Happy World Book Day all you Comfortable Books, you…

Happy World Book Day, everyone.

As is tradition, children all over the UK have gone to school dressed up as characters from their favourite books. Or this year, more likely, stayed at home due to schools being closed by the snow and spent the day actually reading their favourite books.

That’s what kids do on snow days, right? Curl up and read? I’m not a parent, but I’m pretty sure that’s right.

Anyway, I thought that in honour of this day rather than talking about one of my favourite books I would instead discuss those comfortable books we all love. You know the ones I mean. The ones that have been on your shelves for longer than you can remember. The ones you have been read countless times; because you needed something familiar and friendly to get you through a tough time, had nothing new to read, or just wanted to re-read an old favourite. You know the story like the back of your hand, but they’re either so good or have such sentimental value that you could never lose interest. The ones with worn down covers and curling pages, adorned with multiple tiny tears that broke your heart at the time but now seem part of its overall cosiness. They are not something you bought with the intent of it becoming like this. It’s something that just develops over time. 

I love hardback books. They may be harder to carry around or read on the go, but there is just something solid and satisfying about them. Once an author is on my Favourites List I’ll always start picking up their books in hardback rather than paperback. But sometimes you just can’t beat a comfortable, beaten up old paperback. 

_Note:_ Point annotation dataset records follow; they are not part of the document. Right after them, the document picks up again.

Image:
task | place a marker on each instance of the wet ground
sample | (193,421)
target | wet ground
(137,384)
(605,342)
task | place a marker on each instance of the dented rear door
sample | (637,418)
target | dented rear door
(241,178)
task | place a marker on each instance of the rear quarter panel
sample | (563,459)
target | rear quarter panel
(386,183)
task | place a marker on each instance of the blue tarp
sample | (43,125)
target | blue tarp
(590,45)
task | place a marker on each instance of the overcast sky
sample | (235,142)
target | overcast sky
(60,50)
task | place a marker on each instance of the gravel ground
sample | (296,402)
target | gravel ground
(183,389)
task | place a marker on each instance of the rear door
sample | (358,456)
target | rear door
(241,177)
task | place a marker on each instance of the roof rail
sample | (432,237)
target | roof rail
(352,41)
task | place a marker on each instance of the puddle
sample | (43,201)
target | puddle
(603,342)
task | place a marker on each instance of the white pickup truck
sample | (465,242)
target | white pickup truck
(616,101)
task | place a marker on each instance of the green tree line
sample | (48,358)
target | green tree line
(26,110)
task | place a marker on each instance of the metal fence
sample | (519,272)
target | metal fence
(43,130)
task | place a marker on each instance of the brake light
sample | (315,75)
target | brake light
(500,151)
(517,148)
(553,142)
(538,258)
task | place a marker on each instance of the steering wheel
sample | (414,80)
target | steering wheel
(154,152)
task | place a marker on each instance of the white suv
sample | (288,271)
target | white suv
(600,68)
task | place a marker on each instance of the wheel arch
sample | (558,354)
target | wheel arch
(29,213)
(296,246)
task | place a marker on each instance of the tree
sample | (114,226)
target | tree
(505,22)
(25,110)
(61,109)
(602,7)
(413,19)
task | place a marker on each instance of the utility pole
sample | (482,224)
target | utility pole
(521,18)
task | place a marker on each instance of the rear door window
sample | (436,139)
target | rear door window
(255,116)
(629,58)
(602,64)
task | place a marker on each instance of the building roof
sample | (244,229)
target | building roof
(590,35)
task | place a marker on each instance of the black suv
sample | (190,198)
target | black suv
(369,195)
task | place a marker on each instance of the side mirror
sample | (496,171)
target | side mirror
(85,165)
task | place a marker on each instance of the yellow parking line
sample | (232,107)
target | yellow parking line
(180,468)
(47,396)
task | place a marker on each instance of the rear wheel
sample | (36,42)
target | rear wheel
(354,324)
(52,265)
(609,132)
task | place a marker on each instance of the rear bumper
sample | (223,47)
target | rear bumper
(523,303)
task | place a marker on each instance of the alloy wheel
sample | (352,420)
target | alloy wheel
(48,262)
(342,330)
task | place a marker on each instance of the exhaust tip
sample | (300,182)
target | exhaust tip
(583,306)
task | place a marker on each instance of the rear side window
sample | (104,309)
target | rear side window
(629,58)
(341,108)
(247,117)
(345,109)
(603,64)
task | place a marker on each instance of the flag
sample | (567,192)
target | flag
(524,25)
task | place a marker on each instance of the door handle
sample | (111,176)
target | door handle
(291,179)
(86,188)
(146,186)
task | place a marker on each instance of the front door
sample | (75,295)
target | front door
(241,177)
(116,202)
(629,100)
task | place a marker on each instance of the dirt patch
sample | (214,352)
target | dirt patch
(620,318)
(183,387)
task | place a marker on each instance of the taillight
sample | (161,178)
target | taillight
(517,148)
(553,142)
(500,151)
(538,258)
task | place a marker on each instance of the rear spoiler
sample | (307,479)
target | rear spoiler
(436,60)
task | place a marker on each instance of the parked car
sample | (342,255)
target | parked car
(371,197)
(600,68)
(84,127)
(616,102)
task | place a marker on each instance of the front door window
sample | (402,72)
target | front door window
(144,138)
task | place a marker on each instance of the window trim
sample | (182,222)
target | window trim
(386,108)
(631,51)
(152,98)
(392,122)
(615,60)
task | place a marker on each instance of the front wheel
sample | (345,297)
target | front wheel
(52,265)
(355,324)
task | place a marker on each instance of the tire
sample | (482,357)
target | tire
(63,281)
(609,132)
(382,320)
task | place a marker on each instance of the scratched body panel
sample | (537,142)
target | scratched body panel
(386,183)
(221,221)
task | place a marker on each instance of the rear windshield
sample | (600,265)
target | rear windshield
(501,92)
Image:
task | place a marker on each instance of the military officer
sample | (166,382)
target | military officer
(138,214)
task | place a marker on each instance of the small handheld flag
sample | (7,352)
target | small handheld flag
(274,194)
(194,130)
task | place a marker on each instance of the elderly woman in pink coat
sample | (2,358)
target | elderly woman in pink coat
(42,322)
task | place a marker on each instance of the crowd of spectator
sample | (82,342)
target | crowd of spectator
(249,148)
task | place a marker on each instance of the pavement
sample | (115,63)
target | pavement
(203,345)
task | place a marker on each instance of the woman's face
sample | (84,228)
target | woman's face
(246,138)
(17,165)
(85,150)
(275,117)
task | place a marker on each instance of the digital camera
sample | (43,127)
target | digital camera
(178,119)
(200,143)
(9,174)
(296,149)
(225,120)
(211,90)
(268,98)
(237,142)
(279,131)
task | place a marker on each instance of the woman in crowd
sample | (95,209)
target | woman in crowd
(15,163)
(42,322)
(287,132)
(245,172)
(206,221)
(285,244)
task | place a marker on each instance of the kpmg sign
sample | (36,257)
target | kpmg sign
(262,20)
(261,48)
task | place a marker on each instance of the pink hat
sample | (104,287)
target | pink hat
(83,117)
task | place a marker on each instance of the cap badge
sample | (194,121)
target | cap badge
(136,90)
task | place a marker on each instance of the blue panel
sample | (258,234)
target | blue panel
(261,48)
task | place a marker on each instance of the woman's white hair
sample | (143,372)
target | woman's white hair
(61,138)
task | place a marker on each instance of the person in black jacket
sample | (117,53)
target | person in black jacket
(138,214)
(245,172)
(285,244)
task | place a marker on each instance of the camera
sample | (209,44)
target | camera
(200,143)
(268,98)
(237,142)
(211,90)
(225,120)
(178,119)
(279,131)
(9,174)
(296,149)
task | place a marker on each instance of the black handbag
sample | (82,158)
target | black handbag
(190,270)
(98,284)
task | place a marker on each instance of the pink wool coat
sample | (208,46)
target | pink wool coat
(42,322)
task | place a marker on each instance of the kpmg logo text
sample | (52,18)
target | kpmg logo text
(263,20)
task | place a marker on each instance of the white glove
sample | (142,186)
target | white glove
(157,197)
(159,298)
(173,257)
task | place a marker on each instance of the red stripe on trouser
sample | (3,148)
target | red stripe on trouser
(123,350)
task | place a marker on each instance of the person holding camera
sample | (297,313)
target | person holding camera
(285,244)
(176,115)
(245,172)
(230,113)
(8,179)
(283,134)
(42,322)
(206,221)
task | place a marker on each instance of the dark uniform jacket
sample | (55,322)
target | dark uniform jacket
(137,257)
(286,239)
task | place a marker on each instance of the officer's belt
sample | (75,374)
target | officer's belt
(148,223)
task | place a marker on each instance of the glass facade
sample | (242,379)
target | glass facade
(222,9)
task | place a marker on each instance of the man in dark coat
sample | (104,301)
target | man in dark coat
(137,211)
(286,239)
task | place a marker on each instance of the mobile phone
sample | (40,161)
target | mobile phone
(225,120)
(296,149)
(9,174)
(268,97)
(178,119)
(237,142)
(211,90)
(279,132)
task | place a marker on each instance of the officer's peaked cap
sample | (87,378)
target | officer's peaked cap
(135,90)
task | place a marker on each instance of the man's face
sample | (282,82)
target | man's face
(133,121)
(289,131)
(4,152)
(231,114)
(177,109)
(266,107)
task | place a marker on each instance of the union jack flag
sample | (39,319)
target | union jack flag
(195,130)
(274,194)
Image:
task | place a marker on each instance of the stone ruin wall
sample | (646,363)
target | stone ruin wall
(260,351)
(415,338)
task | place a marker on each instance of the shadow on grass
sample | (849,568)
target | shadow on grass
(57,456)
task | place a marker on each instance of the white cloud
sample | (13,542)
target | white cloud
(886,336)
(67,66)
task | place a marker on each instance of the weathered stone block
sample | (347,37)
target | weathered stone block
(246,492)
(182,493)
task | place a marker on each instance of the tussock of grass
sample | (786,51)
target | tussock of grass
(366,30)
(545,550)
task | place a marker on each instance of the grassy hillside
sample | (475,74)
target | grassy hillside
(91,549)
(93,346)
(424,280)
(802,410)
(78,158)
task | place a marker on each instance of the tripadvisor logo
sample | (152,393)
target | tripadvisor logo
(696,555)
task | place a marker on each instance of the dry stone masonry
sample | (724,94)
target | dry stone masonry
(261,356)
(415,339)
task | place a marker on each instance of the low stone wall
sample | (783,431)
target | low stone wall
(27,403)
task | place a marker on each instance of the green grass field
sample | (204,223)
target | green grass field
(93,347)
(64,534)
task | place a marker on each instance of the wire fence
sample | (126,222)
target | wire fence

img_0118I’ve actually just finished re-reading one of these; Ken Follett’s Pillars of the Earth. Look at it there. I believe that I “acquired” this one from my parents. If I remember correctly, I borrowed it to read at university, and have simply never returned it. I’ve lost count of the number of times I’ve read and re-read it over the following 13 years, and I’ve no idea how many time other members of my family did so before me. Each time he published a follow up I bought them straight away, in hardback of course, but but I could never bring myself to replace this one.

Not all books like this survive. I remember watching as my family’s copies of the Discworld books were read into oblivion; slowly falling apart or becoming damaged until they were replaced, with like for like or by more durable hardcover upgrades. And when I left home and had to buy them for myself, I always picked them up in hardcover, or course. You don’t buy your favourite author of all time in paperback if you have the choice. 

But this one has lasted. It’s 28 years old now, and I’m sure within a few years I’ll feel the urge to pick it up, open it’s ragged cover and read the smooth, gently yellowing pages once again. Who knows, maybe it’ll last another twenty years or so until I have children old enough to give it ago and it will somehow transfer my my collection to theirs. Or maybe not.

I’ll never stop buying hardbacks. But whatever their qualities they’ll never quite have the same character as a good, well-worn and well-loved paperback.